Supplementary Figure 7: Computational Modeling approach.
From: Explicit information for category-orthogonal object properties increases along the ventral stream

(a) In previous work (Yamins, D., and Hong, H. et al. (2014) Proc Natl Acad Sci USA 111, 8619–24), we developed a model of areas in higher ventral cortex. Our approach was based on optimizing model parameters to maximize performance of the model’s output layer on a challenging object recognition task involving real-world images in a large number of semantically distinct categories. (Note: The cat-vs-dog task shown in the figure is just for illustration purposes; the actual task on which the model was optimized contained no animal images.) This model was then used to predict neural responses in macaque V4 and IT cortex, recorded on the images shown in Supplementary Fig. 1. (b) The top layer of the performance-optimized model generalizes from the photographic training set (red bar), and significantly outperforms control models (gray bars) and the V4 neural population on the 8-way object categorization task (Animals vs Boats vs Cars vs Chairs vs Faces vs Fruits vs Planes vs Tables) in the images shown in Supplementary Fig. 1a.

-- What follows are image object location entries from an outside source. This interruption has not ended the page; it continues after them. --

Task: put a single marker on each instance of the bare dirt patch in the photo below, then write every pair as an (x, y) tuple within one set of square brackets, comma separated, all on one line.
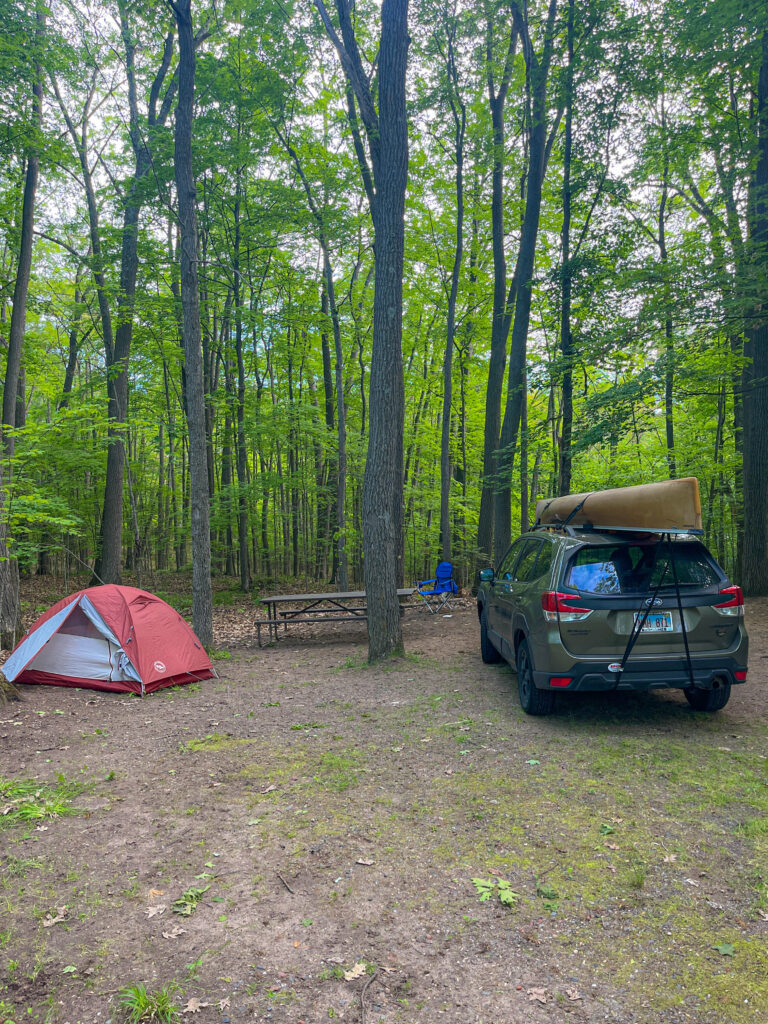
[(318, 818)]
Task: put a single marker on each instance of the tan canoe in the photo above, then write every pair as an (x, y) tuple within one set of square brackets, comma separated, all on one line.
[(670, 505)]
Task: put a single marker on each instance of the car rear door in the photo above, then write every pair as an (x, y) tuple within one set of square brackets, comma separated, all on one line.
[(511, 591), (621, 583), (499, 604)]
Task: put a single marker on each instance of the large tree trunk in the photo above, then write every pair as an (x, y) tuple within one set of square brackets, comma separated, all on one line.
[(196, 410), (566, 340), (382, 487), (502, 303), (24, 268), (755, 564), (242, 453), (387, 136), (460, 124), (539, 73)]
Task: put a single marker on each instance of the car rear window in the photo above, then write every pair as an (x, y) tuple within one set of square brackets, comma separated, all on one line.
[(638, 568)]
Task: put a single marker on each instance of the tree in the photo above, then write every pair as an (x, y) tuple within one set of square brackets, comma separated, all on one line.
[(195, 406), (387, 138), (756, 351)]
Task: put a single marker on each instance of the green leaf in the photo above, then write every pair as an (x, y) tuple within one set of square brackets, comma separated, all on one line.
[(725, 949)]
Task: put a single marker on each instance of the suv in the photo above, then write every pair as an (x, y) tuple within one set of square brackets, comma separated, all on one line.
[(582, 609)]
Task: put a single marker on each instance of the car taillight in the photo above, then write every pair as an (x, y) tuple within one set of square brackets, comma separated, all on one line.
[(558, 606), (733, 603)]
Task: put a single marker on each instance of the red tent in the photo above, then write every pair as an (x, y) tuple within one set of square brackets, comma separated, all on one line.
[(110, 638)]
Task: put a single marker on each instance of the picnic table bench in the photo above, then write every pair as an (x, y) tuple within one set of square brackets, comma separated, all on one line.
[(340, 606)]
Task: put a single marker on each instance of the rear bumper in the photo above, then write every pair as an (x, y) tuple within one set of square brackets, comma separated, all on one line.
[(669, 674)]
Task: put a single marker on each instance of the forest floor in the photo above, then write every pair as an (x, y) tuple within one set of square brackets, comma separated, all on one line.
[(320, 822)]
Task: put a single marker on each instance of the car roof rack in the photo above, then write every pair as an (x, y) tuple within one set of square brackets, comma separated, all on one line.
[(587, 527)]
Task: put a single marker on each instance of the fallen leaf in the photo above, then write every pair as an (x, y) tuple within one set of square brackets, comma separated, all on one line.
[(194, 1007), (356, 972), (50, 920)]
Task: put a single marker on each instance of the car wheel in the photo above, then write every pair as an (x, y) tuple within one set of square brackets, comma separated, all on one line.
[(712, 699), (532, 701), (487, 651)]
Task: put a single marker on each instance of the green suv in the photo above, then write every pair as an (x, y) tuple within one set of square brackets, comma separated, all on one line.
[(579, 609)]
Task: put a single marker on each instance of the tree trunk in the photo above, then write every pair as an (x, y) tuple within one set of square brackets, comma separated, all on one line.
[(539, 73), (196, 406), (500, 323), (382, 487), (24, 268), (566, 340), (460, 124), (387, 137), (755, 564)]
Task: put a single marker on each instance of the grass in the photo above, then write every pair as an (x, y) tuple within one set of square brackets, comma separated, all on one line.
[(24, 802), (142, 1007)]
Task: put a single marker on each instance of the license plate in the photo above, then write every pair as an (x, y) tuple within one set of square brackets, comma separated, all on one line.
[(656, 622)]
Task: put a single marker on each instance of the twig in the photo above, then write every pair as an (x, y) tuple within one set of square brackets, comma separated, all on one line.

Model performance is comparable to IT neural population (blue bar) and human performance measured via psychophysical experiments (black bar). (c) The performance-optimized model is then used predict neural response in IT cortex (top panel) and V4 cortex (bottom bars). Ability to predict IT neural patterns is better with each subsequent model layer, peaking at the top layer (red bars), whereas ability to predict V4 neurons peaks in the middle layers. For both V4 and IT, the performance-optimized model’s most predictive layer is significantly better than other control models, including ideal observers that perform perfectly on categorization tasks (purple bars) as well as control models that are also in the general class of neural networks (gray bars). All panels in this figure are related to previously published results (Yamins, D., and Hong, H., et al. (2014) Proc Natl Acad Sci USA 111, 8619–24). (d) Computational model training set performance timecourses. x axis represents amount of training data during model training, for the computational model used in Fig. 6 and Supplementary Figs. 8,9,10. y axis represents error rate, measured in percent incorrect. Gray line is performance on a held-out subset of the images in the overall training image set; black line is performance on actual subset of images on which the model was trained. (See Methods section for details of training.)